US President Barack Obama walks to the Air Force One at Andrews Air Force base near Washington, February 13, 2013. Obama is travelling to North Carolina on Wednesday for an event on the economy following his State of the Union speech.
Credits: REUTERS/JASON REED
WASHINGTON, DC — President Barack Obama used a Canadian-based company with a facility stateside to push his agenda for more government involvement in the economy.
Calling for so-called manufacturing hubs, where government, education and the private sector combine efforts to lure jobs and foreign investment, Obama visited Canada's Linamar Corp.'s plant in Asheville, N.C., Wednesday.
Guelph-based Linamar, which manufacturers auto parts for industrial vehicles, opened shop in the state in 2011 in an abandoned Volvo plant.

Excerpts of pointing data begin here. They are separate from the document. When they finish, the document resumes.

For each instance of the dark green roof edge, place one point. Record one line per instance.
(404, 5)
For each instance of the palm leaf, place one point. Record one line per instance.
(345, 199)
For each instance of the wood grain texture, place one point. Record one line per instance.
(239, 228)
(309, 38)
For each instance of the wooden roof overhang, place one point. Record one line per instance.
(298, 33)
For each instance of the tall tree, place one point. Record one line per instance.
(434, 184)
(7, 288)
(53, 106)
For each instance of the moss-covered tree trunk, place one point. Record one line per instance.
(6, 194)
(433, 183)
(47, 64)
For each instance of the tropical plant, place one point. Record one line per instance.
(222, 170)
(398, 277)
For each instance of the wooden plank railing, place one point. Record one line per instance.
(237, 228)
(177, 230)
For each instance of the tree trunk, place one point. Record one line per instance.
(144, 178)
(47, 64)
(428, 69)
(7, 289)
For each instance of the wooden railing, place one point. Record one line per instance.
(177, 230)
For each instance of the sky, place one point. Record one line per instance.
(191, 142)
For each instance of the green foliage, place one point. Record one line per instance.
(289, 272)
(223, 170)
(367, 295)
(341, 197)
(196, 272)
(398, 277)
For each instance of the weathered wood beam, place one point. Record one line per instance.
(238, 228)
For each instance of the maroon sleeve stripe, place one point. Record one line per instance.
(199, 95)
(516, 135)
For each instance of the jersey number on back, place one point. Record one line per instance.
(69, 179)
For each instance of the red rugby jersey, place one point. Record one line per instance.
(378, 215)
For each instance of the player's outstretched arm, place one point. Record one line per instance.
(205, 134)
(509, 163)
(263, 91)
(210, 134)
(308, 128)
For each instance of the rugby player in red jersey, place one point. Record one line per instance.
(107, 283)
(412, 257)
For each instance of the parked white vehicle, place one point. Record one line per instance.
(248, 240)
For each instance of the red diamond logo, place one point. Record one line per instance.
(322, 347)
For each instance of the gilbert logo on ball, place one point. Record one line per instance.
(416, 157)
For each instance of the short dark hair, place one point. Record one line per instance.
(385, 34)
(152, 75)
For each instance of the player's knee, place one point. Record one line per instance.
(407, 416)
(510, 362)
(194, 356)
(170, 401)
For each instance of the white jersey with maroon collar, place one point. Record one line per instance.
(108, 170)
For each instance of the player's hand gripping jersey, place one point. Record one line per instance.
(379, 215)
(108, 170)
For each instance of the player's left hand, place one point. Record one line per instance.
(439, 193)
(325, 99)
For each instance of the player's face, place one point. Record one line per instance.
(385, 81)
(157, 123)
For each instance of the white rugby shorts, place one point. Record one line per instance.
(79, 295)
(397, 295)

"They (Linamar) were looking for a place to build some big parts, and these parts are big I gotta say," Obama said, in front of mining truck parts. "And while they could have gone anyplace in the world, they saw this incredible potential right here in Asheville."
The company reportedly employs 160 workers in Asheville, but hopes to expand to 650.

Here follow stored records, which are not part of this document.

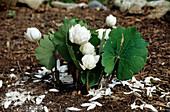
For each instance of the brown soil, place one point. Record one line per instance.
(21, 54)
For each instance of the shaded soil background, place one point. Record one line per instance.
(18, 53)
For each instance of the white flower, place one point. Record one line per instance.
(87, 48)
(89, 61)
(101, 31)
(33, 34)
(110, 20)
(79, 35)
(1, 83)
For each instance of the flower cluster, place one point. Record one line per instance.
(80, 35)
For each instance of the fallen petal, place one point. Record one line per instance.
(92, 106)
(6, 104)
(46, 109)
(39, 99)
(53, 90)
(1, 83)
(74, 109)
(97, 103)
(151, 107)
(95, 97)
(85, 104)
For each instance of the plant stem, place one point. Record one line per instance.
(106, 84)
(87, 83)
(56, 73)
(108, 77)
(52, 76)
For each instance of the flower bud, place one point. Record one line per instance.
(101, 31)
(33, 34)
(89, 61)
(110, 21)
(87, 48)
(79, 35)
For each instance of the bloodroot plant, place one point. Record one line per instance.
(92, 55)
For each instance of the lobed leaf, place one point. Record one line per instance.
(132, 55)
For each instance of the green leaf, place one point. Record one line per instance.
(131, 56)
(94, 75)
(73, 57)
(61, 41)
(46, 52)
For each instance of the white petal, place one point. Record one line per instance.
(7, 103)
(39, 99)
(96, 58)
(85, 104)
(46, 109)
(108, 91)
(28, 36)
(164, 94)
(126, 83)
(128, 92)
(53, 90)
(150, 107)
(92, 106)
(134, 106)
(36, 80)
(95, 97)
(74, 109)
(38, 76)
(142, 106)
(97, 103)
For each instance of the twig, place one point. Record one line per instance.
(122, 40)
(19, 67)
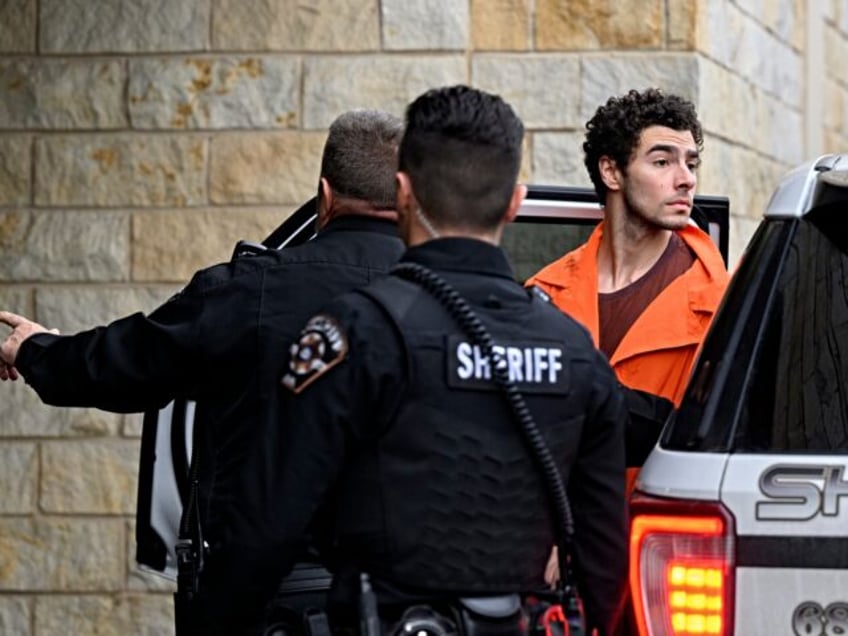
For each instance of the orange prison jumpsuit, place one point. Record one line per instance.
(657, 353)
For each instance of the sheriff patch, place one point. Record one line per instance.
(535, 367)
(321, 346)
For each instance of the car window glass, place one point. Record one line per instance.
(709, 407)
(797, 398)
(532, 244)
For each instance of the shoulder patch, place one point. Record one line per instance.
(321, 346)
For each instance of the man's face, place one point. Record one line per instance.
(659, 186)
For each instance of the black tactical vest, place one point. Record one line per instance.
(448, 497)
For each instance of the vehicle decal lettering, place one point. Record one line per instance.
(800, 492)
(811, 619)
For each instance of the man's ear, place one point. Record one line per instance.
(518, 194)
(325, 202)
(610, 174)
(406, 200)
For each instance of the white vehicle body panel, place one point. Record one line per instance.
(741, 493)
(684, 475)
(768, 600)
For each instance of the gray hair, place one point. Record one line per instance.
(360, 156)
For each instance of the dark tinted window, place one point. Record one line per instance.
(798, 399)
(773, 375)
(533, 243)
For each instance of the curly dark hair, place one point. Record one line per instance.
(462, 152)
(615, 129)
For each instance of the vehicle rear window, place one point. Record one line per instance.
(773, 376)
(533, 243)
(798, 399)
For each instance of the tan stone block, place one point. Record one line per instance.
(835, 50)
(280, 168)
(424, 24)
(834, 140)
(605, 76)
(17, 26)
(165, 245)
(290, 25)
(741, 229)
(599, 24)
(137, 614)
(15, 167)
(139, 579)
(115, 170)
(66, 246)
(786, 20)
(231, 92)
(783, 130)
(62, 94)
(78, 26)
(24, 416)
(17, 478)
(558, 159)
(502, 25)
(683, 24)
(719, 174)
(720, 26)
(333, 85)
(540, 89)
(72, 309)
(94, 476)
(15, 615)
(18, 299)
(61, 554)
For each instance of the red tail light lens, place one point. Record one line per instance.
(681, 567)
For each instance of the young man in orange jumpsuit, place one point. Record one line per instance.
(648, 281)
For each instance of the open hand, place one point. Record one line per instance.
(22, 328)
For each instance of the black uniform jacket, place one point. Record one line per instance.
(412, 462)
(221, 341)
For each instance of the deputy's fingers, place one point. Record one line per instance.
(13, 320)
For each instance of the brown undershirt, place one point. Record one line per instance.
(618, 310)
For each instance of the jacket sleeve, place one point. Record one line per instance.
(597, 493)
(133, 364)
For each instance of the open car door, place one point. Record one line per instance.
(552, 221)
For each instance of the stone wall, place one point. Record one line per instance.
(139, 139)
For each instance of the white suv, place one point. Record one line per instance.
(740, 517)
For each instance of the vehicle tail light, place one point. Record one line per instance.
(681, 567)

Linamar CEO Linda Hasenfratz said they were "thrilled" to host the president Wednesday.
"The president's recognition that manufacturing is the backbone of any healthy economy is vital and great for the industry," she said in a statement.
In his state of the union address Tuesday, Obama pledged to create three manufacturing hubs, and urged Congress to approve 13 more, where government incentives coupled with local training programs could lure greater foreign investment.
Obama is making other campaign-style stops in Georgia on Thursday and in his hometown of Chicago Friday to promote other elements of his address.
Republicans have criticized his plan to increase government investment, and instead want to cut government spending, reduce regulations and balance the budget.